Since then, the French envoy, Francis Gutmann, has been shuttling between Sana'a and Asmara with a draft agreement aimed at resolving the conflict. Egypt and Ethiopia have also been attempting to mediate.
Gutmann's plan envisages a two-stage solution, beginning with a formal end to hostilities - probably supervised by France - and followed by a six-month arbitration period to determine questions of sovereignty and maritime borders. Both sides have now agreed to arbitration and Yemen has dropped its demand for an Eritrean withdrawal before talks can start.
The main sticking-point is Eritrean insistence on prior agreement about "the nature of the dispute". This centres on whether the quarrel is about Greater Hanish itself or about the scattered archipelago of which the island is a part. Last week [Feb 21] the Cairo newspaper al-Ahram, which often represents Egyptian government views, cautioned Eritrea against an escalation of its territorial claims. Meanwhile the Eritrean government appeared to close the door on further French mediation by saying it had "produced no result whatsoever".

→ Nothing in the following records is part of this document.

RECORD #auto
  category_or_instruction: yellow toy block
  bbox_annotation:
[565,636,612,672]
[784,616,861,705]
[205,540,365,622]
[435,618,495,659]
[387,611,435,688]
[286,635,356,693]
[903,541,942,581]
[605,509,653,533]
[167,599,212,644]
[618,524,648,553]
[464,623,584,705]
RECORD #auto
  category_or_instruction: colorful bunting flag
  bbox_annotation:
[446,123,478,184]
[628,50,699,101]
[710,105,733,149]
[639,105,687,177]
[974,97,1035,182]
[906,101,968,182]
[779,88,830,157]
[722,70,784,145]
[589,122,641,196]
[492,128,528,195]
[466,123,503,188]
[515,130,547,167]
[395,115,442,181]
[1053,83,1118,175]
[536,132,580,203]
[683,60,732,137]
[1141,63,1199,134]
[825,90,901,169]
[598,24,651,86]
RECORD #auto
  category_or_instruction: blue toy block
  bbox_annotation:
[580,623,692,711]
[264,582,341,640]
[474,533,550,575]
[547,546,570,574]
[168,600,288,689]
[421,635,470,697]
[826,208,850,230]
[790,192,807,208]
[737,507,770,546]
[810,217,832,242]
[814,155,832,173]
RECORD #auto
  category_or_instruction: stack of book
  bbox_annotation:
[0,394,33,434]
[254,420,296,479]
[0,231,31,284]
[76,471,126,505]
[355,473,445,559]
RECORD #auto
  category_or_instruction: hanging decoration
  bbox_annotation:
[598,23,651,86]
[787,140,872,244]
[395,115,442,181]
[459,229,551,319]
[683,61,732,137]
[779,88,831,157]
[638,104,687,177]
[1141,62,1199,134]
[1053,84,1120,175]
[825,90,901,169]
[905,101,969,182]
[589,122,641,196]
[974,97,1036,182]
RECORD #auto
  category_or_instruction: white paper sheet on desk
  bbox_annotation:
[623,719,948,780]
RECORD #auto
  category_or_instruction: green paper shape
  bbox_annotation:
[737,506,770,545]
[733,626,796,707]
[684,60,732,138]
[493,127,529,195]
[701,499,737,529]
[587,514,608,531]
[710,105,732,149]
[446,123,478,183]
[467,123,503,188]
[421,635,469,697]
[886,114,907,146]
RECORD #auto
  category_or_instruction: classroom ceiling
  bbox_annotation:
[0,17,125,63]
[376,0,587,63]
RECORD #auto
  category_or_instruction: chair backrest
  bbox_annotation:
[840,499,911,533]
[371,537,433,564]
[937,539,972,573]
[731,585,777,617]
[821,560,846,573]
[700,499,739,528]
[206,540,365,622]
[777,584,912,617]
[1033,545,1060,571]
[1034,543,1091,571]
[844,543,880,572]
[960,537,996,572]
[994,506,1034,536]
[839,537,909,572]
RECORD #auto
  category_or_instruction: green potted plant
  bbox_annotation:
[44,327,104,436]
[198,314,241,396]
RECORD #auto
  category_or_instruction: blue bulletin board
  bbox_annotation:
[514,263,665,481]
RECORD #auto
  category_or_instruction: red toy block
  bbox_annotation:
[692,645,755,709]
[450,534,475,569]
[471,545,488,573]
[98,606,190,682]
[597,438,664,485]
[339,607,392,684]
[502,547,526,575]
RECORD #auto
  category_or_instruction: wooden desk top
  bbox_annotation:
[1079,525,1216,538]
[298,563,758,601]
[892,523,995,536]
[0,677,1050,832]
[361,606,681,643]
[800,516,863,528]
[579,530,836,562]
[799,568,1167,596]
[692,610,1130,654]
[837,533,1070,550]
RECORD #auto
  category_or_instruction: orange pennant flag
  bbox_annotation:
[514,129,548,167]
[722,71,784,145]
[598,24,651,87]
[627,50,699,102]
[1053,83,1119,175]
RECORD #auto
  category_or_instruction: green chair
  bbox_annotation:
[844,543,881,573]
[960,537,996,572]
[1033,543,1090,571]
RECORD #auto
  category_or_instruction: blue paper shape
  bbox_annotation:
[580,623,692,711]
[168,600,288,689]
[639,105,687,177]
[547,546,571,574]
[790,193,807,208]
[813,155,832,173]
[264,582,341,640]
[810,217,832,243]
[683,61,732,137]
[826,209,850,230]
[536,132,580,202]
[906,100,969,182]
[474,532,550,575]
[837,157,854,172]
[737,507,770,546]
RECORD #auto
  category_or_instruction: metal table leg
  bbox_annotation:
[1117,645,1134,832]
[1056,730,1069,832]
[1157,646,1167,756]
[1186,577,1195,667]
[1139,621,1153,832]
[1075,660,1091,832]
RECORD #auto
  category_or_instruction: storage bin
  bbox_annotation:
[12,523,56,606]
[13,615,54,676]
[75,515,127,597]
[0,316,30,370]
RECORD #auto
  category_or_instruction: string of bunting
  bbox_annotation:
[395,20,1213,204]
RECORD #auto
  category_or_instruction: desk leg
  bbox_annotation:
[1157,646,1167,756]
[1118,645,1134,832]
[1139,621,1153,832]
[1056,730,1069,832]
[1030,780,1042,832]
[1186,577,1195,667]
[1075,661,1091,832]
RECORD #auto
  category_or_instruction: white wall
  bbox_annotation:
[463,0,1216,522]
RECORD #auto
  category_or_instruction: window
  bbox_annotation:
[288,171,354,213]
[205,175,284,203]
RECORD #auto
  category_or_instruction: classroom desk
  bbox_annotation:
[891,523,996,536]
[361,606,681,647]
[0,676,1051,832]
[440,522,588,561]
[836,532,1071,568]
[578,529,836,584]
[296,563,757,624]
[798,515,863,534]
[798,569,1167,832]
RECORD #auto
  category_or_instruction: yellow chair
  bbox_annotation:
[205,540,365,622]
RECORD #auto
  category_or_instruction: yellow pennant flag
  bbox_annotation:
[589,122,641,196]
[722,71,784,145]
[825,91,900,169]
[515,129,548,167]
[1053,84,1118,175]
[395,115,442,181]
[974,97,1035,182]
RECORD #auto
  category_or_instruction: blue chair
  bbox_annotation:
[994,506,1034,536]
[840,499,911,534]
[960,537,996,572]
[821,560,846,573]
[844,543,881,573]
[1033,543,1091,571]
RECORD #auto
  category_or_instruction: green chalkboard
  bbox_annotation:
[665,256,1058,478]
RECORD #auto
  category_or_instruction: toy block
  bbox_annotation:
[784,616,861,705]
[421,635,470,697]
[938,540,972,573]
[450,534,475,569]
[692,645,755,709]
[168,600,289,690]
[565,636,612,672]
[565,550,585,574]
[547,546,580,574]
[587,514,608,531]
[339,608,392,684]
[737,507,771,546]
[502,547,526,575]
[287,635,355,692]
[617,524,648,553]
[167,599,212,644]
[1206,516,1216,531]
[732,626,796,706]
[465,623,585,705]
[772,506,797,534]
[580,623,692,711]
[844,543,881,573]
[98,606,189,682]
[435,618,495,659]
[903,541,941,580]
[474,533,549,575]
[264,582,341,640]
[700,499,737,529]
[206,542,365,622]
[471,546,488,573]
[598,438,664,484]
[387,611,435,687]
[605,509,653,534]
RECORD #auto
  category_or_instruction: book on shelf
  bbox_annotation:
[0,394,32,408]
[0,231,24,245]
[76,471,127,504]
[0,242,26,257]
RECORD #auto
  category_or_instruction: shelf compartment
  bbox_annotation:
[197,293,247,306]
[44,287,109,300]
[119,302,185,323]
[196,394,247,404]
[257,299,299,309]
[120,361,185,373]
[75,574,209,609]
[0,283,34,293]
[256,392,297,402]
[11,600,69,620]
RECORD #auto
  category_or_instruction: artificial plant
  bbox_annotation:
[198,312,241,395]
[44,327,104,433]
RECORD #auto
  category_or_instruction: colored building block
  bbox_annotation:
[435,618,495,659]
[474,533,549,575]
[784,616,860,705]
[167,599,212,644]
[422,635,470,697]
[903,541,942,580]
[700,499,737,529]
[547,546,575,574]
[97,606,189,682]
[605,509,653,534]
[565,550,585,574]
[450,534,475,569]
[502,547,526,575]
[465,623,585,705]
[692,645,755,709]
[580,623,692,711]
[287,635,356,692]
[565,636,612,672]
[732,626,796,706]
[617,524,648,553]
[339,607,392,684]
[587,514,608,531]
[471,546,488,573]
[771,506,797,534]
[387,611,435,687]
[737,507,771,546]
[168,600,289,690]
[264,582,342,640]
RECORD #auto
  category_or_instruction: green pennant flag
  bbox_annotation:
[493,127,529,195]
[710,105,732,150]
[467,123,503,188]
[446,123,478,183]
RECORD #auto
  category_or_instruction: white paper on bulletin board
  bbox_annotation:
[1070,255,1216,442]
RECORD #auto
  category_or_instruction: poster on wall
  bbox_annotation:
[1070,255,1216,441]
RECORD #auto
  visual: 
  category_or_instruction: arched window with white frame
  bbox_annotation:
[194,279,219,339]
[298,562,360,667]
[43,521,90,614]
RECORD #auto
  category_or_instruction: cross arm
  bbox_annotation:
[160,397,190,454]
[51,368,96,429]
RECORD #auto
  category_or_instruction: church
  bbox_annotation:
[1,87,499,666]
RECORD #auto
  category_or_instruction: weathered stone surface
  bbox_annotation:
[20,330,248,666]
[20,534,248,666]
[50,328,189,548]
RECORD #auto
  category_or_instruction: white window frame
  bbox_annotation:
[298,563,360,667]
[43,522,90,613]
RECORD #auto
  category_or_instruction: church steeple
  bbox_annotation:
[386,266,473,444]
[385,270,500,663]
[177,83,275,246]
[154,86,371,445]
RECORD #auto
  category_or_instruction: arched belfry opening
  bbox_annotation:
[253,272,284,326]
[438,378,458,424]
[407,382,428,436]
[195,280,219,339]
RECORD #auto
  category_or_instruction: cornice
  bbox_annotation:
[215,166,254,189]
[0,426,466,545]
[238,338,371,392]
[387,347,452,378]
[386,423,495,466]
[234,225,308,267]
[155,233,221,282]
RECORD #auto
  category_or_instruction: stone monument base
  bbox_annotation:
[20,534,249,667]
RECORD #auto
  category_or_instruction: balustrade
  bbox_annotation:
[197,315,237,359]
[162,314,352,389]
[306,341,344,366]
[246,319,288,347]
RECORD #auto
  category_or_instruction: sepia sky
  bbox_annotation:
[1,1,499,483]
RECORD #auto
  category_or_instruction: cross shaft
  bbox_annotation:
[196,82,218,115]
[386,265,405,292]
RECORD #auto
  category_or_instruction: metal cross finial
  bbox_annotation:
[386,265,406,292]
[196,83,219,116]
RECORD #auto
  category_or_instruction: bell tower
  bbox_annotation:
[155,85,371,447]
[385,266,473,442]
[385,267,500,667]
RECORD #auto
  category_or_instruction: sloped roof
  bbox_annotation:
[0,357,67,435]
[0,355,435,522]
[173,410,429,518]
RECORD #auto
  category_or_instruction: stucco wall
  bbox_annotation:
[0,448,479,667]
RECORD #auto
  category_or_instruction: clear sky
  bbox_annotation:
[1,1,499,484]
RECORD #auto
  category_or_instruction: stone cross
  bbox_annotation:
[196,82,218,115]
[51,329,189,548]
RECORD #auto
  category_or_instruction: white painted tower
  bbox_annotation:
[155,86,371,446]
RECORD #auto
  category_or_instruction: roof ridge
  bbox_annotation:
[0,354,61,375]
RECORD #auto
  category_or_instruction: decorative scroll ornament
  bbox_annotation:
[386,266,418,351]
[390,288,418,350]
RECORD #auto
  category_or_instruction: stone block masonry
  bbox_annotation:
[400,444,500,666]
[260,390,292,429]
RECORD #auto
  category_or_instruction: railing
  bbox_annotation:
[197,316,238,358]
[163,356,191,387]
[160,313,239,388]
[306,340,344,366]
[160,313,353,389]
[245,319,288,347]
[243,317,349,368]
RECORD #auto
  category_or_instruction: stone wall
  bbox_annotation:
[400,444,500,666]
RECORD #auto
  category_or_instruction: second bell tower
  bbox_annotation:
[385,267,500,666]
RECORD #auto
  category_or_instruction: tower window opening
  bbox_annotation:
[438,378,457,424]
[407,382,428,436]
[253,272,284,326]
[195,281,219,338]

The apparent deadlock has created an opportunity for Israel to enter the diplomatic fray. It has close relations with Eritrea and may hold the key to a solution. Many Yemenis suspect that Israel initially encouraged the Eritrean attack with the intention of helping to resolve it later and extracting a price from Yemen - probably through Yemeni participation in the Middle East peace process (Middle East International 516). Apart from Israeli denials, subsequent events have done nothing to allay those suspicions.
Following the "non-meeting" between President Salih and Prime Minister Peres in Paris on January 10 (Middle East International 518) there have been reports of increasing Yemeni-Israeli contacts. On February 16, Israel Defence Forces radio claimed that a foreign ministry delegation had visited Yemen "several weeks ago" and that this was not the first such visit. Last Sunday [Feb 25], Abd al-Wahhab Darawshah, a member of the Knesset, arrived in Yemen with a message for President Salih from Mr Peres - becoming the first Israeli to visit Yemen openly. On the Eritrean side, President Afewerki has made at least one unscheduled trip to Israel.
There are two likely reasons behind a Yemeni appeal to the Security Council. One may be to forestall or dilute attempts by Israel to interpose itself as a peace broker. The other may be to counter domestic pressure in Yemen for a military solution.
Many Yemenis regard the loss of Hanish as a matter of honour and expect the island to be recovered quickly. But in his 'Id al-Fitr broadcast, Salih ruled out the possibility of retaking the island by force and stressed the need for "calm, patience and wisdom".
With a navy consisting mainly of inshore patrol boats, there is no certainty that a Yemeni operation to retake Hanish would succeed. It would also conflict with Yemen's declared policy of settling all its border issues (most notably with Saudi Arabia) peacefully.
The danger for Salih would come if the Hanish dispute dragged on, with his strength as a leader called into question. Perhaps with this in mind, he recently launched a personal campaign against lax and corrupt government which, if it succeeds, could enhance his popularity.
During Ramadan he arrived, unannounced, at various government buildings and found them virtually deserted. According to the Yemen Times, he then closed the empty offices and took away the keys. Several civil servants have since been suspended and a number of military officers demoted.
The president is also said to have driven incognito from Aden to Sana'a to experience at first hand the bribes collected at wayside checkpoints.